An average of 10cm vs. an average of 12cm might look almost the same, however, if the two groups are spread out widely. And having 4 people in each group is different from having 1000 people in each one.

The “spread-outness” of the data has a name: we call it *variance* or *standard deviation* (standard deviation is the square root of the variance, so these are related closely enough statistically that we can use them interchangeably). Statistical formulae that are used to determine whether the difference between two groups is statistically different must account for the number of people in each group, the variance, and the actual difference between the averages for the groups.

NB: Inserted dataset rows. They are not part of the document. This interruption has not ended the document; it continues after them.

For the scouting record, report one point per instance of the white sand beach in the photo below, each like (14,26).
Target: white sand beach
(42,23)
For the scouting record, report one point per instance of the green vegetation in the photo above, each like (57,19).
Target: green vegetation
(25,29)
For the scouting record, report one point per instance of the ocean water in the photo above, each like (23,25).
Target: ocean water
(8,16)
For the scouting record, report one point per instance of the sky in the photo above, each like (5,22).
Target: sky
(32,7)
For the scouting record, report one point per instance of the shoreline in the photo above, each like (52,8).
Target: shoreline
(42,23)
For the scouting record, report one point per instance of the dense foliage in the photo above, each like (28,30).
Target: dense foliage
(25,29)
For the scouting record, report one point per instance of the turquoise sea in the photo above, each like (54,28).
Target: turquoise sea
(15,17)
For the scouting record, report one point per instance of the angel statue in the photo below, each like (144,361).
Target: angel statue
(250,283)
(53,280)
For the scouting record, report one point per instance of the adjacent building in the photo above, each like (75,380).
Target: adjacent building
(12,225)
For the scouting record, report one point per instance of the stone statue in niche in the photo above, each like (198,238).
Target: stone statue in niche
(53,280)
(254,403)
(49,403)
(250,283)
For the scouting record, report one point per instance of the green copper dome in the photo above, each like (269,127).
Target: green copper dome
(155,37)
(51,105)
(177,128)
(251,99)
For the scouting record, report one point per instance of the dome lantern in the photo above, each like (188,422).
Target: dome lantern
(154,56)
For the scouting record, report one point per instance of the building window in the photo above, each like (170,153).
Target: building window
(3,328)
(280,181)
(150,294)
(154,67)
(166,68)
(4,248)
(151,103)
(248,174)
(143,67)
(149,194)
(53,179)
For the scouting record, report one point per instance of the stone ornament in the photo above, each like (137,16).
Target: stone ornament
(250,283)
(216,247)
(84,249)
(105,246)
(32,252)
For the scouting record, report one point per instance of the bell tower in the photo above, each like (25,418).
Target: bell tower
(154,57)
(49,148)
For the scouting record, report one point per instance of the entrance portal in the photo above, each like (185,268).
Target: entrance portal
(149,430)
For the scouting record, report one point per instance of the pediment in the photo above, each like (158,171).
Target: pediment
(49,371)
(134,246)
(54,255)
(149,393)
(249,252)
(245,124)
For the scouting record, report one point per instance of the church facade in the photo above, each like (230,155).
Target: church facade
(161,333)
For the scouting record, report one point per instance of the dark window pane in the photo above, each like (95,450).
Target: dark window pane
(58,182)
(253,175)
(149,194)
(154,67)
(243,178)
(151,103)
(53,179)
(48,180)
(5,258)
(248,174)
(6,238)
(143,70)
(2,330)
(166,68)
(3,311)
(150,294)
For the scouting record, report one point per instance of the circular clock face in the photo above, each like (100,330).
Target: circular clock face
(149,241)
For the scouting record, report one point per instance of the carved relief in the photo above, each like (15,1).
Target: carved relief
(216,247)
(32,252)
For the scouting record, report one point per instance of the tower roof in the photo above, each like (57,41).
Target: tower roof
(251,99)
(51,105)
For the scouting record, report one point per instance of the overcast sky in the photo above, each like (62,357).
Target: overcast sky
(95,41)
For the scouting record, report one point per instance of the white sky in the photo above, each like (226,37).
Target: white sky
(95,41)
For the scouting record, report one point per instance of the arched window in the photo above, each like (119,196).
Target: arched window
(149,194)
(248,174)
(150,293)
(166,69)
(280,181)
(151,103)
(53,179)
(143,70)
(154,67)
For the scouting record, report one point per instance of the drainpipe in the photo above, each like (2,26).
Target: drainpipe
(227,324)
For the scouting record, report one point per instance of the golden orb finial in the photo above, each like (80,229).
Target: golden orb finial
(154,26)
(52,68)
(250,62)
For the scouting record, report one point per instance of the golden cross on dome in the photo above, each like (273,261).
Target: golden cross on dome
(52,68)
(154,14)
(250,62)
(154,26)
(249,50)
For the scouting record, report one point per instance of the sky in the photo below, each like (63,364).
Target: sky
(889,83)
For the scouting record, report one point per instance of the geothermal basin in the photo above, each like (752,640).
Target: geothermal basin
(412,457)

But we have to back up just a second and talk about “hypothesis testing.” The scientist has a null hypothesis and an alternate hypothesis. The scientist begins with the null, which in this case is “There is no difference between the control group and the experimental group.” The alternate hypothesis, then, would be “there is a significant difference between the two groups” (and therefore the intervention has an effect). If the researcher finds a statistically significant difference between the two groups, he or she rejects the null and accepts the alternate hypothesis. But if the researcher fails to find a difference between the two groups, then the only conclusion that can be made is that “all possibilities remain.”

[OK. End of academic speak. What it really means when “No significant differences were found.”]

The trick is what happens when the differences between the groups aren’t large enough to find a statistically significant difference. Perhaps the two groups overlap too much, or there just aren’t enough people in the two groups to establish a significant difference; when the researcher fails to find a significant difference, only one conclusion is possible: “all possibilities remain.” In other words, failure to find a significant difference means that nothing was found. So it means nothing. Really.